29 Mars 2013
March 28, 2013
http://mainichi.jp/english/english/newsselect/news/20130328p2a00m0na015000c.html
Kyushu Electric Power Co. had a total of 150 of its workers attend a government-sponsored public hearing on the country's nuclear energy policy guidelines in August 2005, it has been learned.
The 150 people account for more than 80 percent of the total number of people who attended the public hearing held in Saga, Saga Prefecture.
In what was called a "fake e-mail scam," Kyushu Electric was found to have urged its employees and other related people to send comments to a TV program supportive of restarting nuclear reactors at the Genkai Nuclear Power Plant in Saga Prefecture in 2011. A Kyushu Electric spokesperson said of the latest case, "We think that the same thing as the e-mail scandal was done at the public hearing. We are reflecting on it seriously."
The public hearing was officially called the "public hearing to listen to opinions on a draft guideline for nuclear energy policy." The Japan Atomic Energy Commission sponsored such hearings at five locations across the country from Aug. 18 to 26, 2005, to incorporate citizens' opinions into the country's nuclear energy policy guideline. One of the hearings was held at a hotel in Saga, Saga Prefecture, on Aug. 22, 2005. Of the 21 people who stood up and expressed their opinions at the hearing, 11 were suspected to have come from Kyushu Electric, and therefore the Mainichi Shimbun tried to confirm it with the utility. The company consequently conducted an in-house investigation.
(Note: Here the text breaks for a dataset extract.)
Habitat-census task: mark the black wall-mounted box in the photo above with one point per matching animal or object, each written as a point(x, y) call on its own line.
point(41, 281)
The probe found that all of the 11 people were Kyushu Electric's employees (one of them is currently a retiree), and most of them belonged to the company's Saga branch. Through its nuclear power department and public relations department at the company headquarters, the utility urged its employees and employees of its subsidiaries to attend the public hearing. According to internal data kept at the company, a total of 150 employees of the utility and its subsidiaries attended the hearing. That means that of the 179 people who attended the hearing, 83 percent were people related to Kyushu Electric.
The 11 Kyushu Electric employees expressed their views in favor of the draft guideline for the country's nuclear energy policy at the public hearing such as "Nuclear power is needed to maintain standards of living," and "There is no solution to the energy problem other than nuclear power." Kyushu Electric looked into whether the company had instructed its employees to express such views at the hearing, but there was no mention of whether such an instruction was given in the internal document prepared at that time. Kyushu Electric said it could not say whether the company had in fact instructed its employees to express such opinions because they said they "don't remember."
On top of that, Kyushu Electric acknowledged that the latest case was the same as the "fake e-mail" scandal. The utility commented, "With respect to our calls for our employees to take part in government-sponsored symposiums and so on, we regard it constitutes a lack of consideration of the intent of such events. We will ensure transparency of our corporate activities, improve our organizational climate and prevent a recurrence (of such misdeeds)."
In October 2005, the government adopted the country's nuclear energy policy guidelines at a Cabinet meeting. The guideline covering the next 10 years said nuclear power would account for 30 to 40 percent of the country's total power supply and the nuclear fuel cycle program would be promoted the way it had been.
The then president and chairman of Kyushu Electric resigned to take responsibility for the "fake e-mail" scandal in which the utility had urged its subsidiaries and its clients to send a government-sponsored TV program aired on June 2011 their comments in favor of the reactivation of nuclear reactors at the Genkai Nuclear Power Plant in Saga Prefecture. Kyushu Electric was also found to have allocated prepared questions to its employees and had them ask the fixed questions at a public debate on "pluthermal" energy generation plans sponsored by the Saga Prefectural Government in December 2005.